Of course, the same might have been said during the surge in white-power groups and secessionist factions in the ’70s and ’80s. They, too, were pushing back against an America they believed was changing in a direction that would disempower them. But Walter’s argument is different than those presented by some of the more heated and apocalyptic anti-Trump warnings. Instead, she believes that the kind of civil war coming for America will not be a sudden break caused by an event like the January 6 insurrection or a contested 2024 presidential election but rather a further slide down the same dark continuum. Most civil wars, she points out, are preceded by years of protest and preparation.

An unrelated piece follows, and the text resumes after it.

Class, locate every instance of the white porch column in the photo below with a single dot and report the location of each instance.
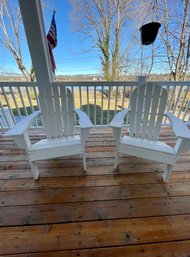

Those neo-Nazi cells of the ’80s became the militia movement of the ’90s. This seeded the broader conspiratorial manias of Alex Jones and then cross-pollinated with social media nihilism. All of it is marinating in an ever-more-concentrated ferment of forever war militarism and gun mania to become the street-fighting and Capitol-storming platoons of today’s white extremist militias. Borrowing the nomenclature of the CIA, which has studied insurgencies for decades, Walter writes that America is now in the “pre-insurgency phase” where extremists gather weapons, recruit members, and craft the organizing narrative of their struggle. All the evidence, she says, points to this disturbing reality: “America’s extremists are becoming more organized, more dangerous, and more determined, and they are not going away.”

Although Walter is very clear about the clear and present danger posed by a right-wing insurgency, she does not engage in the sectarian scaremongering sometimes indulged by the American left. In her conclusion, she proposes a positive rather than punitive approach. Based on research she conducted for the World Bank, she shows that many countries avoided civil wars not by improving their economies but by getting better at governing. “The solution is not to abandon democracy,” she writes, “but to improve it.”

There is a future where How Civil Wars Start could be remembered as eerily prescient. The best that Walter and the rest of us can hope for is that her book helped make its message ultimately irrelevant.